Relatively less is known about the nucleotide modifications in lncRNAs. It has been shown that the lncRNA XIST has at least 78 m6A residues which are essential for XIST function in X chromosome inactivation (Patil et al., 2016). Several other lncRNAs, including MALAT1, TUG1, and NEAT1, also contain multiple m6A sites, but their roles are still unclear (Wang and He, 2014). Further research is needed to elucidate the patterns and roles of lncRNA nucleotide modifications; genomic data mining methods can facilitate this endeavor. Although several machine learning models have been developed to predict m6A sites from mRNA sequences (Zhou et al., 2016; Zhang and Hamada, 2018; Zou et al., 2019), it remains to be determined whether these models can also be used for lncRNA functional annotation.

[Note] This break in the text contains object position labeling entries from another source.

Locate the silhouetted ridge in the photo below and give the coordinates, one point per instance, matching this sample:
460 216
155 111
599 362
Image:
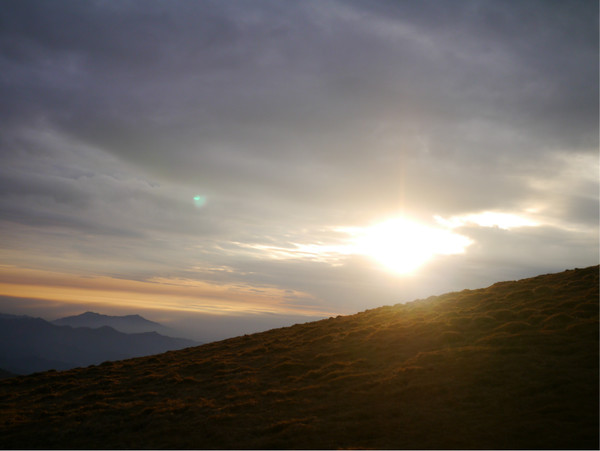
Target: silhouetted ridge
511 366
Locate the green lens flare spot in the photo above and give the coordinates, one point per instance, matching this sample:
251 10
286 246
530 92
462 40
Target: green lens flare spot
199 201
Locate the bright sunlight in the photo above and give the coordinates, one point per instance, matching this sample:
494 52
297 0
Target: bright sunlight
402 246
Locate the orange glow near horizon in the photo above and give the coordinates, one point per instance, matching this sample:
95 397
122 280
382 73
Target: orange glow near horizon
159 294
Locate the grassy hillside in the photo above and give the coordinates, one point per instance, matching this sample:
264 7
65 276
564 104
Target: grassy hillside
514 365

9. RNA–protein interactions
Many functions of lncRNAs are mediated by their interactions with RNA-binding proteins (Ferrè et al., 2016). For instance, some lncRNAs regulate chromatin status by interacting with chromatin modifiers such as PRC2 (Davidovich and Cech, 2015; Jin et al., 2018). LncRNAs can be involved in organizing 3D genome architecture by interacting with proteins such as the CCCTC-binding factor (CTCF) (Sun et al., 2013; Kung et al., 2015). RNA–protein interactions are also essential for the lncRNA NEAT1 to organize nuclear paraspeckles (Clemson et al., 2009). Moreover, lncRNAs may interact with transcription factors to modulate their regulatory activities on gene expression (Ponting et al., 2009; Wang and Chang, 2011). The importance of lncRNA–protein interactions is further evidenced by their involvement in human diseases, including cancer (Huarte et al., 2010; Yang et al., 2018) and neurological disorders (Guo et al., 2018; Li et al., 2019).

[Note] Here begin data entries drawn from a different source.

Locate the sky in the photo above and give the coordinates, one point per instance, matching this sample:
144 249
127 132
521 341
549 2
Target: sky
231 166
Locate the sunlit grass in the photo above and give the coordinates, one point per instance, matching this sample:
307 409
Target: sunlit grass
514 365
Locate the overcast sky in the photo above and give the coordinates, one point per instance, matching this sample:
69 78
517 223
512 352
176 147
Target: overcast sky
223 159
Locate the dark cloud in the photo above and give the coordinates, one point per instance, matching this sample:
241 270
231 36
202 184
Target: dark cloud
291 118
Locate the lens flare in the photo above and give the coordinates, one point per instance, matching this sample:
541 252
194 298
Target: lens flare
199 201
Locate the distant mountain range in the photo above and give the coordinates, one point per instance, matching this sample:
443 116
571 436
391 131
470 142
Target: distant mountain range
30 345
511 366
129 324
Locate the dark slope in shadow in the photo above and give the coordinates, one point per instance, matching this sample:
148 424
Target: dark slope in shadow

Several machine learning models have been developed to predict lncRNA–protein interactions from their sequences. The model RPISeq was shown to predict lncRNA–protein interactions with an accuracy of 80% from lncRNA and protein sequence pairs using SVM and RF algorithms (Muppirala et al., 2011). LncPro used a structure-based approach to predict lncRNA–protein interactions by first deriving structure-based features from the lncRNA and protein sequences, and achieved a prediction accuracy similar to RPISeq (Lu et al., 2013). Moreover, with the addition of a stacked denoising autoencoder, a type of deep neural network, the IPminer model was able to achieve an accuracy of 89% for predicting lncRNA–protein interactions from their sequences (Pan et al., 2016). While the above models achieved high accuracy on some specific datasets, it has not yet been demonstrated whether they can be used to predict novel lncRNA–protein interactions. Further studies are needed to thoroughly evaluate these models for functional annotation of lncRNAs.
10. Concluding remarks
In this review, we have discussed several approaches of genomic data mining for the functional annotation of human lncRNAs. The human genome encodes a large number of noncoding RNAs, mostly lncRNAs, which are involved in gene regulation and 3D genome organization necessary for cellular function and development. However, most lncRNAs are still functionally uncharacterized as experimental approaches remain difficult and costly. With the rapid accumulation of genomic data, machine learning and data mining algorithms have been utilized to develop novel and integrative approaches for the functional analyses of lncRNAs and the resulting knowledge can provide biological insights into their regulatory roles in development and disease. Since lncRNAs do not encode proteins, these genomic data mining approaches are based on their expression patterns and transcript sequences. In future, as experimentally determined 3D structures of lncRNAs accumulate, structure-based strategies will likely fill in some of the missing pieces for deciphering lncRNA functionality. The genomic and functional annotation of lncRNAs is a very challenging task, which has only just begun, and this endeavor will certainly enhance our understanding of human biology and disease.
Footnotes
Project supported by the Self Regional Healthcare Foundation, USA
Contributors: Brian L. GUDENAS prepared the first draft of the manuscript. Jun WANG, Shu-zhen KUANG, An-qi WEI, and Steven B. COGILL contributed to manuscript writing and revisions. Liang-jiang WANG supervised the project and edited the manuscript. All authors read and approved the final manuscript.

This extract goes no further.